Something big is happening silently in Norway. The Norwegian labour and welfare administration NAV has issued a report as a first step to restructure and hopefully improve the Deaf population’s access to Social Services through access to interpreters. The report is generally constructive and relevant, but on one important point it suggests something rather disturbing. Ingeborg Skaten (Lecturer at Bergen University College’s sign language interpreter training) discusses this very important turn in this article.
What is this disturbing change then? Well, the report suggests that “when the communication does not work, then the interpreter – both free-lance and employee – should both feel obliged to and have the right to suggest actions to improve the communication”. (my translation from Norwegian). Furthermore, the report suggests that interpreters should get training in evaluating the functioning of the Deaf client.
Are these new suggestions really compatible with the neutrality of the interpreter and the professional secrecy of the interpreters? I’m very reluctant. Neutrality is probably one of the most important and difficult issues for an interpreter. I believe that it is of utmost importance to be neutral as far as possible. The reason for this is that neutrality is the only guarantee we can give our customers that we will faithfully interpret everything they have to say – as they say it. Every person has the right to his or her own language without it being filtered through somebody else’s values.
I teach my students that if communication does not work it must be up to the users of interpreting, be it a police/judge/case worker/assistance seeker or business person, to identify that and find solutions to the situation. As an example, I often use a situation that once happened to me in court. There was a clear misunderstanding between the prosecutor and the witness. Over and over again I interpreted the exact same words from the prosecutor, and over and over again the witness responded on a completely parallel track. I was convinced that the witness misunderstood something in my interpreting, and the prosecutor was just as convinced that I must be missing something in my interpretation. As I struggled on it finally became obvious that the witness had changed the story. In my view, had I started to evaluate the communication I would have made the situation even more confusing.

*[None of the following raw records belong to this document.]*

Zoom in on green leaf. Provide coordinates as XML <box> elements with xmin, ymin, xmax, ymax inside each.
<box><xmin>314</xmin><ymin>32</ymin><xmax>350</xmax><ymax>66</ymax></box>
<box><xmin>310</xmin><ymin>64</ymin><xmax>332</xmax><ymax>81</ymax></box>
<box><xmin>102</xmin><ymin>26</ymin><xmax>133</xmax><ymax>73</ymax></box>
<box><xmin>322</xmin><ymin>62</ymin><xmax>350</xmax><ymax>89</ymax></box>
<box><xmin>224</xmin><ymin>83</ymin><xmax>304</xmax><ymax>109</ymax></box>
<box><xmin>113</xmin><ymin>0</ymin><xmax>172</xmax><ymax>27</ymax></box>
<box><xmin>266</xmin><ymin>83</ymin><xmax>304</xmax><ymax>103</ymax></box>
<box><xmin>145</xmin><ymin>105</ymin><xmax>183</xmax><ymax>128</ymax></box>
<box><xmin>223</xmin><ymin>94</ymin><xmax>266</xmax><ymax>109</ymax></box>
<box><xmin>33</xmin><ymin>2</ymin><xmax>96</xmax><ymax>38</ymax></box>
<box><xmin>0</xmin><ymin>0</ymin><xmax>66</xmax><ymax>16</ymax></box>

Now, imagine instead that the interpreters should have an obligation to judge when communication works or not. Where would that have put me in the court case above. And what if the communication does not work because of the interpreter? Now, interpreters already have an obligation under most code of conducts to decline work they are not qualified for. But, there may be situations where the interpreter for different reasons is not aware that he or she is the reason for the failed communication.
Another rule that many code of conducts take up is the one that states that the interpreter’s job is to interpret and nothing else, but suddenly this is challenged. The interpreter is not only an interpreter any more with this change of role. The interpreter becomes a social worker or police assistant, and what does that make with the trust from the clients. I’m also wondering where it will end. If it starts with evaluating the communicative situation, then it may easily slip into evaluating the reasons behind it, the client’s condition, the client’s family situation and so forth. For language interpreters it may be also understood for instance as judging somebody’s background on the basis of language. Briefly I believe that this can quickly turn into something challenging when it comes to interpreter’s neutrality and professional secrecy.
Yesterday evening there was an open debate at the Centre for Deaf in Bergen, where this issue was being discussed. I have not heard of the results of this debate, but I do hope that it will be clear that an interpreter’s job is to interpret – nothing else.